The initiative will make Uruguay the first nation with full cattle traceability, according to Antonio Pietravallo, CEO of Cybercampo SA, based in Buenos Aires, Argentina. Cybercampo is providing its iCampo software suite to manage data collected from RFID interrogators for the nationwide system. Boreal Technologies, also based in Buenos Aires, is providing hardware integration.
Piloting began with large-scale farms in late 2006. At those sites, a few farmers—but mostly auditors working for the government—are employing Psion Teklogix Workabout Pro PDAs with Agrident AIR 200 RFID interrogators to track cattle as they move from one location to another. The animals are being fitted with 134.2 kHz button ear tags, complying with the ISO 11784 and 11785 standards, provided by such companies as Allflex and Rumitag.
When the pilot is completed in July of this year, says Fabian Audisio, Psion Teklogix’s business development manager, the government plans to begin rolling out the system with the first group of farms expected to comply—composed of larger farms, including those taking part in the pilot. Participating farms will need to tag only their new calves. Smaller farms, some with only 10 head of cattle or less, will be the last required to tag their animals.Currently, the system works like this: When a calf is born, a farmer attaches tags to both of its ears—an RFID tag for the right ear, encoded with the animal’s unique ID number; and a visual tag for the left, bearing the same number. The farmer or a government auditor uses a Workabout Pro to input the animal’s gender, breed and date, as well as the farm on which that calf was born, then utilizes the device to read the calf’s right ear tag, linking the tag’s ID number with the animal’s birth information. All of this data is then uploaded to the government’s official Internet-based database, where the records can be accessed via a password.
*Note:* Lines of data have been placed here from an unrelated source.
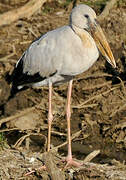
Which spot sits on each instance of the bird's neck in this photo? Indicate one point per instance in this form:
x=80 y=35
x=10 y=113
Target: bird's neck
x=84 y=36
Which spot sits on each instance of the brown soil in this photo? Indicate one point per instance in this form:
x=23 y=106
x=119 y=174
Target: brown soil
x=98 y=101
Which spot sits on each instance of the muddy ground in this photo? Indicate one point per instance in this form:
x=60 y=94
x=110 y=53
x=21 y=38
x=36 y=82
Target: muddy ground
x=98 y=101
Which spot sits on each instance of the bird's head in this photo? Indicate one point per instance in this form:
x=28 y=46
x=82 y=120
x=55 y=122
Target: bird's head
x=84 y=17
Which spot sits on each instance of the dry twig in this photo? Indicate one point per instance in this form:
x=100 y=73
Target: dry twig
x=26 y=11
x=91 y=156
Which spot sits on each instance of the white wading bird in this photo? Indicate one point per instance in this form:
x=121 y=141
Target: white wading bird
x=59 y=55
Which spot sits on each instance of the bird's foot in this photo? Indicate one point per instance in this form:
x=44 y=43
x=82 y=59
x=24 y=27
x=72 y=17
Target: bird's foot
x=71 y=162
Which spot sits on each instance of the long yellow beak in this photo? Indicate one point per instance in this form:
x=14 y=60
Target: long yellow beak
x=103 y=45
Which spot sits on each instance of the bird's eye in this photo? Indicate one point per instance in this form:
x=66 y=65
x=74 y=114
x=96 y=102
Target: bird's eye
x=86 y=15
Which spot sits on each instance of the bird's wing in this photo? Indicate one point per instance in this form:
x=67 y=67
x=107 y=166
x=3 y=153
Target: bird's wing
x=38 y=61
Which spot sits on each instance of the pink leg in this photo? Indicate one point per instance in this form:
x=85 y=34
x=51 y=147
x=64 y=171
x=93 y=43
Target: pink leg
x=50 y=116
x=69 y=159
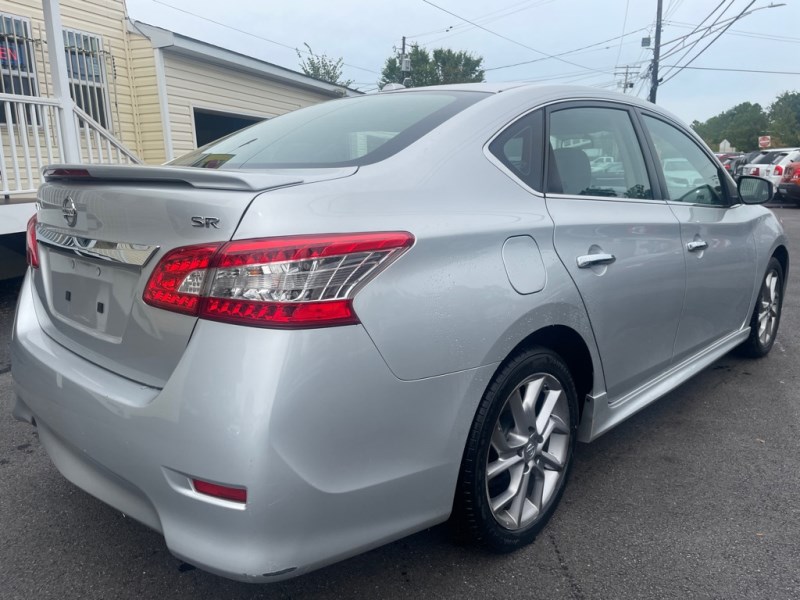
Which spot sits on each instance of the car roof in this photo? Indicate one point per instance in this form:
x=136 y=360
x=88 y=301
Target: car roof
x=538 y=92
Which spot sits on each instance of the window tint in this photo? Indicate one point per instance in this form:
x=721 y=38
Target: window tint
x=518 y=148
x=691 y=176
x=595 y=152
x=348 y=132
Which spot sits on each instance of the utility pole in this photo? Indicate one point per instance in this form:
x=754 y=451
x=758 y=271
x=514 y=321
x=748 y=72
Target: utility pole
x=656 y=55
x=625 y=86
x=403 y=61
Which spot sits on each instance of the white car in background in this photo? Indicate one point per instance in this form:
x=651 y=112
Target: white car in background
x=771 y=164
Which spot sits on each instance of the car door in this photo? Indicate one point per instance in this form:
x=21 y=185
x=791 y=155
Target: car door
x=621 y=247
x=717 y=235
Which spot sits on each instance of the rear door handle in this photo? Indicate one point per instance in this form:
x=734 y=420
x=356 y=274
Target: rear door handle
x=697 y=245
x=590 y=260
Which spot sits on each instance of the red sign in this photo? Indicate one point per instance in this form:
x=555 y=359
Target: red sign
x=6 y=53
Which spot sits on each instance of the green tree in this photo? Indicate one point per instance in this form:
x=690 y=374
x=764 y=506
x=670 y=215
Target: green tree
x=740 y=125
x=441 y=67
x=784 y=119
x=320 y=66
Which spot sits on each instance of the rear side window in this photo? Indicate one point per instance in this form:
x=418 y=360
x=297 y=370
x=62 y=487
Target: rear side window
x=519 y=148
x=348 y=132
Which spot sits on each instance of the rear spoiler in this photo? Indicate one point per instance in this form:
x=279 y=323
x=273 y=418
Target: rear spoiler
x=244 y=180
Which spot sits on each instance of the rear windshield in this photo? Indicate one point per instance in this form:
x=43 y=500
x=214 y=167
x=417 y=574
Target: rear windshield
x=338 y=133
x=765 y=158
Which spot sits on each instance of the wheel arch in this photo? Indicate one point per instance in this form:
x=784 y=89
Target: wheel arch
x=571 y=347
x=782 y=255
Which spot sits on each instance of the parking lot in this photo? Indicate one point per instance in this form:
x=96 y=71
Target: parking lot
x=698 y=496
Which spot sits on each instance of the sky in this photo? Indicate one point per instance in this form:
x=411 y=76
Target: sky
x=600 y=39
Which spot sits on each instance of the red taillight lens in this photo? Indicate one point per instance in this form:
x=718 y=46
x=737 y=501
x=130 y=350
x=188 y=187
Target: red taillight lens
x=224 y=492
x=31 y=245
x=299 y=281
x=177 y=281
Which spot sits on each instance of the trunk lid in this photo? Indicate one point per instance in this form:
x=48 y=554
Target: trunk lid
x=102 y=230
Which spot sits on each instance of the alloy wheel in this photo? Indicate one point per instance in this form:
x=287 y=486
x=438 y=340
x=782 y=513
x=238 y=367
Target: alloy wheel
x=528 y=452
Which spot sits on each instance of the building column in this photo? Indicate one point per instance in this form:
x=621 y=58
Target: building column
x=60 y=78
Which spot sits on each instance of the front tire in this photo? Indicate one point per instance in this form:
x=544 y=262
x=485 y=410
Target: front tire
x=519 y=452
x=766 y=314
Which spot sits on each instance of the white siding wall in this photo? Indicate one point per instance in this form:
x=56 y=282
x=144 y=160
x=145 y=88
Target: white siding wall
x=192 y=84
x=145 y=89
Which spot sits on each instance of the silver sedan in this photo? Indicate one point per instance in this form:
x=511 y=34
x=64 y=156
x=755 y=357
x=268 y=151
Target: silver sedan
x=349 y=323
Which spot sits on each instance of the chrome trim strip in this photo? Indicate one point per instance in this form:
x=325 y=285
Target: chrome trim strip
x=118 y=252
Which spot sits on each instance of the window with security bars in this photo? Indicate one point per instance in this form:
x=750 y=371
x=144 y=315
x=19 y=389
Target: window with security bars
x=17 y=63
x=86 y=70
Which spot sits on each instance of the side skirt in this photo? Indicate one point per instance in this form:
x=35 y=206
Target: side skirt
x=601 y=413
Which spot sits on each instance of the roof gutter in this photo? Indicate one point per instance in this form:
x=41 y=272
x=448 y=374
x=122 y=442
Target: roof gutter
x=163 y=39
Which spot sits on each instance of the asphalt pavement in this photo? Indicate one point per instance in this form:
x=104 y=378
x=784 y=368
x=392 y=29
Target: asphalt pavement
x=697 y=496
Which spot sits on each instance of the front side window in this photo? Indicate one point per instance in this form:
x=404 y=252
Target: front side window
x=595 y=152
x=17 y=63
x=338 y=133
x=87 y=74
x=690 y=174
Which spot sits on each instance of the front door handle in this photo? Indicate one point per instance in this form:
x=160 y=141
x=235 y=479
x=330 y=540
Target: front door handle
x=590 y=260
x=696 y=245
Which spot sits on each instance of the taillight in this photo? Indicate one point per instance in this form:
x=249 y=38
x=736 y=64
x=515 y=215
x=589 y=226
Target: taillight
x=177 y=280
x=299 y=281
x=225 y=492
x=31 y=245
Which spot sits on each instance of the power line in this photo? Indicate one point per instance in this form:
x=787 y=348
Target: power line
x=624 y=25
x=490 y=17
x=232 y=28
x=749 y=34
x=508 y=39
x=706 y=47
x=699 y=39
x=535 y=60
x=740 y=70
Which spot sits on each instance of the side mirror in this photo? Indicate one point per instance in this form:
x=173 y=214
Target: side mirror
x=754 y=190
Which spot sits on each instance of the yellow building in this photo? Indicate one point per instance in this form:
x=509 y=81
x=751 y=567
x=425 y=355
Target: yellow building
x=109 y=90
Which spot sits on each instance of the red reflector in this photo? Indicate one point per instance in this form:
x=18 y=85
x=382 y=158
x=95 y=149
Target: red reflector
x=177 y=280
x=220 y=491
x=280 y=314
x=66 y=173
x=31 y=245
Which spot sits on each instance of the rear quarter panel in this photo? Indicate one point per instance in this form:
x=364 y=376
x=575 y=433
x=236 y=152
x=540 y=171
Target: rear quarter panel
x=446 y=305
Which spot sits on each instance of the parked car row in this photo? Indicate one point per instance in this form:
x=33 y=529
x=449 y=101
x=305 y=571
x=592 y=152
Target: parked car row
x=774 y=164
x=789 y=185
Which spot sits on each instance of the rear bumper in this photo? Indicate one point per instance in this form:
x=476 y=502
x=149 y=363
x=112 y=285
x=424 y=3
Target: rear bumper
x=338 y=455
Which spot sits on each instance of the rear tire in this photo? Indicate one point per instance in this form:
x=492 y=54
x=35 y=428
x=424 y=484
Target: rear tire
x=519 y=452
x=766 y=314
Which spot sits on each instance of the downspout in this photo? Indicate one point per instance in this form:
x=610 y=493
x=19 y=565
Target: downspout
x=163 y=101
x=58 y=71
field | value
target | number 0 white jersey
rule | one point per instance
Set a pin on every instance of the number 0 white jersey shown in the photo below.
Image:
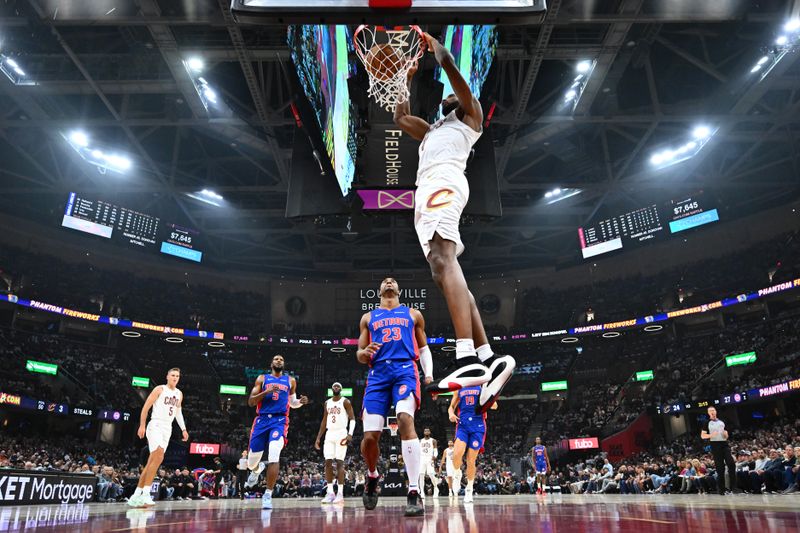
(166, 406)
(337, 415)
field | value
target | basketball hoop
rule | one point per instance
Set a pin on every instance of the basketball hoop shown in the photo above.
(387, 55)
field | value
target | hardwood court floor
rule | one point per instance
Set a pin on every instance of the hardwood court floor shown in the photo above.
(524, 513)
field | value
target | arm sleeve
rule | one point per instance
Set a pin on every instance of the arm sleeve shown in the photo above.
(179, 420)
(426, 361)
(294, 403)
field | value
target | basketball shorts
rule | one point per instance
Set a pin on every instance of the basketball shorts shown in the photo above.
(472, 433)
(267, 428)
(426, 467)
(158, 435)
(332, 448)
(388, 382)
(437, 209)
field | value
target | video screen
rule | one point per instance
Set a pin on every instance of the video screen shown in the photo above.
(320, 55)
(473, 48)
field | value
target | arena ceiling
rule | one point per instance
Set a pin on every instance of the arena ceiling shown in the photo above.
(118, 72)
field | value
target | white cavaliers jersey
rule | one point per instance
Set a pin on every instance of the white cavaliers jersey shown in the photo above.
(337, 415)
(448, 142)
(166, 406)
(426, 449)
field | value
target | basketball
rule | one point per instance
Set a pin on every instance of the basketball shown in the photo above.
(383, 61)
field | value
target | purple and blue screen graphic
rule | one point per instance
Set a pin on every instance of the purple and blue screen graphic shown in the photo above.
(320, 55)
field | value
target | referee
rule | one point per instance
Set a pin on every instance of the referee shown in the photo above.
(714, 431)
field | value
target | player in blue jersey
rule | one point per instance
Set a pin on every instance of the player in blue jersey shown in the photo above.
(272, 396)
(470, 435)
(392, 339)
(541, 464)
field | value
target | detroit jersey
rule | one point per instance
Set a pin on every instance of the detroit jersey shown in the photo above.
(276, 403)
(394, 330)
(448, 142)
(337, 416)
(166, 406)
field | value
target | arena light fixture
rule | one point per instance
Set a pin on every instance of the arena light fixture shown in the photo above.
(99, 156)
(558, 194)
(14, 72)
(700, 136)
(194, 64)
(207, 197)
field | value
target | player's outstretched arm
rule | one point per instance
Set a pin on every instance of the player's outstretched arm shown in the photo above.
(366, 349)
(322, 426)
(351, 422)
(415, 127)
(468, 103)
(154, 394)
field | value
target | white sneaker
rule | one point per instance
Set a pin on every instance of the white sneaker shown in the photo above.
(135, 501)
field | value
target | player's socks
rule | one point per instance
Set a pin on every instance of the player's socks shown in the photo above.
(484, 352)
(464, 348)
(411, 458)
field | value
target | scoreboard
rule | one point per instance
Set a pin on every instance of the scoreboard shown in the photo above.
(646, 224)
(130, 227)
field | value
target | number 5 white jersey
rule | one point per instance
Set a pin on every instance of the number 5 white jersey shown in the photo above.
(337, 416)
(166, 406)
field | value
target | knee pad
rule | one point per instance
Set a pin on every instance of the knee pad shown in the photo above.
(275, 448)
(253, 459)
(372, 422)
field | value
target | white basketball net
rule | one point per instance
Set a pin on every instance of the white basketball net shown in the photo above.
(388, 75)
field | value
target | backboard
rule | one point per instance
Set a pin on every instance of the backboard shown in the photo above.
(389, 12)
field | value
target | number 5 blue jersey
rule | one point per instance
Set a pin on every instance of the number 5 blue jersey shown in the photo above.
(276, 403)
(394, 330)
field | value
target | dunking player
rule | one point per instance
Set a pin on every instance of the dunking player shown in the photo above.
(166, 401)
(338, 424)
(447, 461)
(272, 396)
(442, 193)
(429, 451)
(392, 339)
(541, 464)
(470, 435)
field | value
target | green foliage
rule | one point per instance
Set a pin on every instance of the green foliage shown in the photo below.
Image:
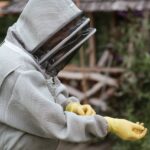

When the cow is shipped to another location, the farmer or auditor reads its tag again and indicates that the animal has left that location.
Thus far, the final reading of a cow’s tag has taken place as that animal is being shipped to a slaughterhouse. “However,” Pietravallo says, “the ultimate goal is that most harvesting locations familiarize themselves with this technology and manage the RFID readings on site.” The pilot program has been working well, Pietravallo adds, without notable problems.
Eventually, the government hopes to continue tracing beef into the production area—where, once an animal has been butchered, large pieces of beef (as well as processed meat packaged for consumers) would all be given tags linked to the animal’s original tag ID number. These steps, Audisio estimates, would not occur until several years after the first phase is completed, in 2012.
Pietravallo warns that the Uruguayan government still faces “huge cultural barriers” related to cost and the mechanization of farming systems—making it difficult for the nation to get all of its farmers using RFID. Currently, the government is shipping tags free to those using the system.
Following the pilot, the government intends to purchase about 1,000 Workabout Pro handheld readers, Audisio says. Each device costs about 16,000 Uruguayan pesos ($750). The government will purchase the tags and readers, selling interrogators to farmers as needed. The amount it will charge, or the length of time the tags will remain free, has not yet been determined.